AngelCV Interfaces

AngelCV provides Python interfaces to simplify interaction with models and results. The primary interfaces are ObjectDetectionModel for interacting with the detection models and InferenceResult (along with Boxes) for handling model outputs.

`ObjectDetectionModel` Interface

Path: angelcv.interface.object_detection.ObjectDetectionModel

This is the main high-level class for object detection tasks.
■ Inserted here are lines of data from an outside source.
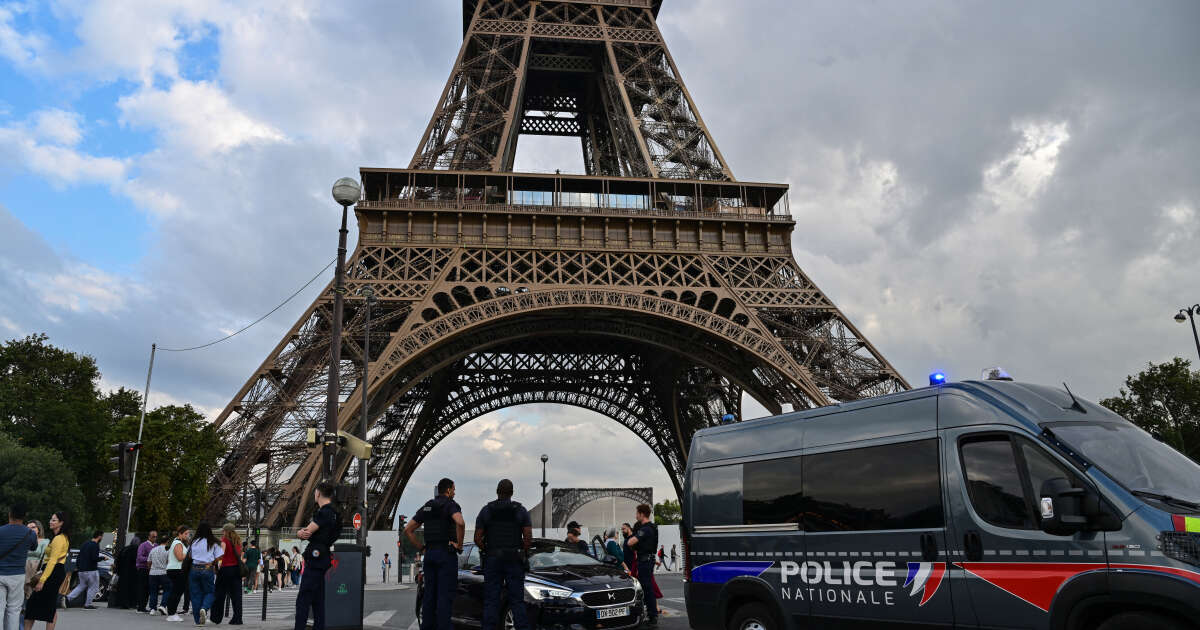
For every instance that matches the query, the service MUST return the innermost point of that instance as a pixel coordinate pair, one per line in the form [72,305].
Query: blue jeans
[441,583]
[202,582]
[509,574]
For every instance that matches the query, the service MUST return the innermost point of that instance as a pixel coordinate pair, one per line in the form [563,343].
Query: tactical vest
[503,531]
[438,526]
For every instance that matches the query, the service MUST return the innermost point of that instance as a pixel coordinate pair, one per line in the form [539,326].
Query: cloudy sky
[975,184]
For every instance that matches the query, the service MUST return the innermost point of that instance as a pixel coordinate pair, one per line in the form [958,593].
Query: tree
[667,513]
[180,453]
[49,399]
[39,478]
[1164,400]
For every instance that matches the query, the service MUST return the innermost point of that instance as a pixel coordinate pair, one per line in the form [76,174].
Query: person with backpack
[16,543]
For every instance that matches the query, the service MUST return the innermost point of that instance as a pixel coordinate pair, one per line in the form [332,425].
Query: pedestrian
[645,540]
[125,565]
[175,556]
[88,567]
[321,534]
[43,603]
[252,557]
[143,564]
[160,585]
[503,533]
[574,531]
[613,549]
[34,562]
[228,576]
[202,579]
[444,529]
[16,543]
[297,565]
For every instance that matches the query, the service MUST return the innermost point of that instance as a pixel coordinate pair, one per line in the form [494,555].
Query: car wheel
[1139,621]
[754,617]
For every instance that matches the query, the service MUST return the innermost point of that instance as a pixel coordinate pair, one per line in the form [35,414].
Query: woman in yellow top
[42,604]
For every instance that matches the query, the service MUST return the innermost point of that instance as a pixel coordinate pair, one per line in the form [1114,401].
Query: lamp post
[544,460]
[346,192]
[370,299]
[1191,313]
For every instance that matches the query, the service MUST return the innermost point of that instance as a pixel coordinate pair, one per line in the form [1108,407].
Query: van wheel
[1140,621]
[754,617]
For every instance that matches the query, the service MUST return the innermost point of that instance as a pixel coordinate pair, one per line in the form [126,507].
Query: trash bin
[343,588]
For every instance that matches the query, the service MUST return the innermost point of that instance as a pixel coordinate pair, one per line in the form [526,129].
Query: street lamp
[1191,313]
[544,460]
[369,298]
[346,192]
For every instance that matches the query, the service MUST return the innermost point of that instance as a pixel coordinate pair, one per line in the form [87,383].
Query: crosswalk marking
[378,618]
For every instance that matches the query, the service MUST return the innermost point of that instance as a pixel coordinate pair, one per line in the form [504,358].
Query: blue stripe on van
[719,573]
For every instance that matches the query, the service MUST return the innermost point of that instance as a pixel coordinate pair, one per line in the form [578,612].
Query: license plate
[612,613]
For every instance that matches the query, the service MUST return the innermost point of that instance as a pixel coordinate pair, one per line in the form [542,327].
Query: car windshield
[549,555]
[1133,457]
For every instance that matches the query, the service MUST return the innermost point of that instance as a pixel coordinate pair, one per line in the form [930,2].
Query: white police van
[976,504]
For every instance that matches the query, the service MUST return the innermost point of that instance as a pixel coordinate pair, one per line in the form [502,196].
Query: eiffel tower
[654,289]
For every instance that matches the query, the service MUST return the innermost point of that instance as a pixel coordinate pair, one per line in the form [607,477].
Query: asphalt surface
[388,606]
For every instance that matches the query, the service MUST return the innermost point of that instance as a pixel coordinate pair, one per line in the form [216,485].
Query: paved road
[385,606]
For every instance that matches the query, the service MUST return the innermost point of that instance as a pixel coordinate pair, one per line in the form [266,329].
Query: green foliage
[179,454]
[1164,400]
[667,513]
[41,479]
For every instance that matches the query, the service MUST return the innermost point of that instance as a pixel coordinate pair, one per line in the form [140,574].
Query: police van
[976,504]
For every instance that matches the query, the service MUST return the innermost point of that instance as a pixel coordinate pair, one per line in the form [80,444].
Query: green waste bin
[343,588]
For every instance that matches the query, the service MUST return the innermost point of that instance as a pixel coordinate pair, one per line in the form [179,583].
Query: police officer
[321,534]
[504,532]
[646,541]
[444,529]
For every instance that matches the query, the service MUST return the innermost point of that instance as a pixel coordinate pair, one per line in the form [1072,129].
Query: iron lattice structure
[654,289]
[568,501]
It acts as a wrapper around the underlying YoloDetectionModel (or other future model types) and PyTorch Lightning, providing a simplified API for training, inference, validation, testing, and model export.

Refer to the Object Detection section for a detailed guide on its methods like __init__, predict, train, validation, test, and export.

Key responsibilities:

Loading models from configuration files (.yaml) or checkpoints (.ckpt, .pt).
Managing dataset configurations and data modules.
Orchestrating training, validation, and testing loops via PyTorch Lightning.
Preprocessing inputs for inference.
Postprocessing raw model outputs into InferenceResult objects.
Exporting models to deployment formats (e.g., ONNX).
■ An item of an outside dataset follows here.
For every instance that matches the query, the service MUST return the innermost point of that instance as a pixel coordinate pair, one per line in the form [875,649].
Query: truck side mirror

`InferenceResult` Interface

Path: angelcv.interface.inference_result.InferenceResult

When you run model.predict(...) or model(...), you get back a list of InferenceResult objects, one for each image processed.
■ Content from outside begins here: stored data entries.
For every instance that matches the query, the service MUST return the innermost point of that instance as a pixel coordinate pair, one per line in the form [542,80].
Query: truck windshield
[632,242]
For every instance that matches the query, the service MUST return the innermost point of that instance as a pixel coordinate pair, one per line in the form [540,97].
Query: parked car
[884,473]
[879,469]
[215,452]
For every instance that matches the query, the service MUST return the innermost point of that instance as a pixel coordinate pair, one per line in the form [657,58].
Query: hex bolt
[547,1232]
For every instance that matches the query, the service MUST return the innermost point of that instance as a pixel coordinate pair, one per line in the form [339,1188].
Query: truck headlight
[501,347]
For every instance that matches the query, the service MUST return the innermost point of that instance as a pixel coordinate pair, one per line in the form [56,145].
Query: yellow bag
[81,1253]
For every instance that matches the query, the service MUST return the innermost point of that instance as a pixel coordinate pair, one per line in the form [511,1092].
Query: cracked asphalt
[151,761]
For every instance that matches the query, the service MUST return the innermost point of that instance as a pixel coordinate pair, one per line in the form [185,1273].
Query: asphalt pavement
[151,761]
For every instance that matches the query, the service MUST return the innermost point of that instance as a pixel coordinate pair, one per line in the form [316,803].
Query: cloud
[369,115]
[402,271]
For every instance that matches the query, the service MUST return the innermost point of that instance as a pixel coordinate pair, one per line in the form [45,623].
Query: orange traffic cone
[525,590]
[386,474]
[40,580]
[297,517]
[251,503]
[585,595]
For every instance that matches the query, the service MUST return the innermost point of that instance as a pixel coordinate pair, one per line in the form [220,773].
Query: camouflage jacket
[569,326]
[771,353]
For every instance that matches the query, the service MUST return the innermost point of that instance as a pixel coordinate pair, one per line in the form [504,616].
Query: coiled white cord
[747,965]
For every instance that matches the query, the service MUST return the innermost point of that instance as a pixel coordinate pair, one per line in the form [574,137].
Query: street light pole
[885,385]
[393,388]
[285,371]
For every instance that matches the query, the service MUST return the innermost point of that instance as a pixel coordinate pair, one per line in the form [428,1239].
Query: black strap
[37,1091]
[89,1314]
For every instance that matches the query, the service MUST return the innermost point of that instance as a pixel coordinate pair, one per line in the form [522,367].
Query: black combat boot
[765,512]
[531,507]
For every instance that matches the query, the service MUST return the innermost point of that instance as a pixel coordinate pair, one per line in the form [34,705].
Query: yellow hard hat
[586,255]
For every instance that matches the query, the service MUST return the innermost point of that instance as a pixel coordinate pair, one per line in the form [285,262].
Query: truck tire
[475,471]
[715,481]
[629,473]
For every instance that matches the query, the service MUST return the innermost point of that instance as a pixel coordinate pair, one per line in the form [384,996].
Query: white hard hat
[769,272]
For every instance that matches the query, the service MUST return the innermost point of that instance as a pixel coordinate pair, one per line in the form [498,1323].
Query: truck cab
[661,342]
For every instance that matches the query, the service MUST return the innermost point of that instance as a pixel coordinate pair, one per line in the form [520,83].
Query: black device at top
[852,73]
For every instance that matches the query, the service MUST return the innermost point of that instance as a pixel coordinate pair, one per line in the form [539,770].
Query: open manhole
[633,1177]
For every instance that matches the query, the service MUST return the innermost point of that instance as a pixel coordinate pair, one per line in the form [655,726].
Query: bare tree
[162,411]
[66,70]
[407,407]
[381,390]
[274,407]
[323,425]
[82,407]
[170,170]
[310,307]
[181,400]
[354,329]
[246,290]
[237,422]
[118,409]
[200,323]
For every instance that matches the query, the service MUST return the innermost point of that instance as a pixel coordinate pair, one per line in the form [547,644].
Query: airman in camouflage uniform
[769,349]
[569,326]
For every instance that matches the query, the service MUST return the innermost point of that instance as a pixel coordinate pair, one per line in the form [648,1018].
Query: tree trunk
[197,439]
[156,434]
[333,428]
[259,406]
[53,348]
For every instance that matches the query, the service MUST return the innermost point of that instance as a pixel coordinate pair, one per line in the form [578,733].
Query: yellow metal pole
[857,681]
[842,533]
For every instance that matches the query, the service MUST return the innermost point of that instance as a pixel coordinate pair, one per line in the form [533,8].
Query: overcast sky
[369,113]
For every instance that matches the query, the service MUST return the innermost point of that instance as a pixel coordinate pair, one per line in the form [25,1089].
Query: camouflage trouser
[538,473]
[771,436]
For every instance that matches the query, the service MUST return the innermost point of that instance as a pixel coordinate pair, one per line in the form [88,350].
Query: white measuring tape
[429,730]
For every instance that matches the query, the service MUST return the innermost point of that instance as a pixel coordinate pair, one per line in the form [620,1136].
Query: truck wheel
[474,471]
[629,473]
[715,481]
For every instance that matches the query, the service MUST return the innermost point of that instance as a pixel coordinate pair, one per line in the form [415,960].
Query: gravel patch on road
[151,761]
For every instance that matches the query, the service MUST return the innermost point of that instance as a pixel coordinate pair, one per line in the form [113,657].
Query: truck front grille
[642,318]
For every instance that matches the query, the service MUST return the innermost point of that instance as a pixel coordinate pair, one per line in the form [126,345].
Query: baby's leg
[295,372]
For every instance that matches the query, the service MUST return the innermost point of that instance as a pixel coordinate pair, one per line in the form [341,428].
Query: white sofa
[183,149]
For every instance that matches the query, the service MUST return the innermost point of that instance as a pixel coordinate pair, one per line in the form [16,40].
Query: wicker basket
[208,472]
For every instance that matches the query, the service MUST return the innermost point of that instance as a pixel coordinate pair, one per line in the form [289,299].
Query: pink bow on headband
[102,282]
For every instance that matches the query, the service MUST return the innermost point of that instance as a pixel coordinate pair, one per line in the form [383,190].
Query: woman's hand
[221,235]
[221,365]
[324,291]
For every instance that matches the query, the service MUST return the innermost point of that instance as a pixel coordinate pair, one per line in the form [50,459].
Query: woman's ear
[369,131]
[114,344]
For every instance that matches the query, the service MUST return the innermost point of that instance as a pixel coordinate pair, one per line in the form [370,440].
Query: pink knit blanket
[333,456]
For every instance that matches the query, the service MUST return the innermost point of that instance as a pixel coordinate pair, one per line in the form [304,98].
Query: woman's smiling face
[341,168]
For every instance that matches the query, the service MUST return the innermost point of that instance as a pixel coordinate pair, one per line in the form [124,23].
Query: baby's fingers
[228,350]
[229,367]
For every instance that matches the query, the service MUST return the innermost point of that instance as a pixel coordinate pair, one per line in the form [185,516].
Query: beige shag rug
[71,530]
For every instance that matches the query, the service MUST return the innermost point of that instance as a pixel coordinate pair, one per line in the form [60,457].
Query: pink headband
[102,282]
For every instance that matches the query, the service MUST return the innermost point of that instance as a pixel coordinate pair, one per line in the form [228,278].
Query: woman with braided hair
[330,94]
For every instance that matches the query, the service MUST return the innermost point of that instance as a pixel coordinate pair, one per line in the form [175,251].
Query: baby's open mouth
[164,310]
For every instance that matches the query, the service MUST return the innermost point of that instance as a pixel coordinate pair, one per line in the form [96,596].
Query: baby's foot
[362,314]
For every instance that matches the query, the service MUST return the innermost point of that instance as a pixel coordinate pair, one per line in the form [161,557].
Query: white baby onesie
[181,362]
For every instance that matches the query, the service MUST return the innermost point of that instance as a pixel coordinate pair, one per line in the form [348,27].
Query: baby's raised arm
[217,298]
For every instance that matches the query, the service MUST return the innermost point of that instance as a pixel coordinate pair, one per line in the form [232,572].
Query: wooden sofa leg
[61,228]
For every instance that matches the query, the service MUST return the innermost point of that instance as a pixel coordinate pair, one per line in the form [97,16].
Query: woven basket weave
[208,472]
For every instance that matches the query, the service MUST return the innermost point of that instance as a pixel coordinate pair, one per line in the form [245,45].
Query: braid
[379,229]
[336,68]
An InferenceResult object encapsulates everything related to the detection output for a single image.

# Example usage after model.predict()
results: list[InferenceResult] = model.predict(source)
single_result: InferenceResult = results[0]

Key Attributes and Methods

original_image: np.ndarray: The original input image (as a NumPy array in RGB format) that was processed.
boxes: Boxes: An instance of the Boxes class (see below), which holds all bounding box information, confidences, and class labels.
model_output: torch.Tensor: The raw, filtered output tensor from the model for this specific image, after initial confidence thresholding (shape: [num_detections, 6], where columns are x1, y1, x2, y2, confidence, class_id). Coordinates are usually in the model's input resolution space before mapping back to original image coordinates (this mapping is handled by the Boxes class).
confidence_th: float: The confidence threshold that was applied to generate these results (note: Boxes also has its own thresholding for some operations if needed, but this reflects the threshold used during the predict call).
class_labels: list[str]: A list of class names. This can be set or accessed directly. If provided during ObjectDetectionModel initialization (via dataset config), results will have these populated.
annotate_image(font_scale=0.5, thickness=2, show_conf=True) -> np.ndarray:
- Draws bounding boxes, class labels, and (optionally) confidence scores on a copy of the original image.
- Returns the annotated image as a NumPy array (RGB).
show(window_name="Inference Result", block=True):
- Displays the annotated image using OpenCV's imshow. Press any key to close the window.
- block=True means it will wait for a key press.
save(output_path: str | Path, show_conf: bool = True):
- Saves the annotated image to the specified output_path.

`Boxes` Interface

Path: angelcv.interface.inference_result.Boxes

This class is a component of InferenceResult (accessible via result.boxes) and is responsible for managing and converting bounding box coordinates. It takes the model's raw bounding box outputs (which are typically in the coordinate system of the resized/padded image fed to the model) and handles the mapping back to the original image's coordinate system.

Initialization (Internal)

The Boxes object is created internally by InferenceResult.

boxes_instance = Boxes(
    model_output: np.ndarray | torch.Tensor, # Filtered detections [N, 6]
    original_width: int,
    original_height: int,
    img_coordinate_mapper: ImageCoordinateMapper,
    class_labels: list[str] | None = None,
)

img_coordinate_mapper: An important utility (angelcv.utils.source_utils.ImageCoordinateMapper) that stores the transformation (padding, resizing) applied to the original image and knows how to map coordinates back and forth.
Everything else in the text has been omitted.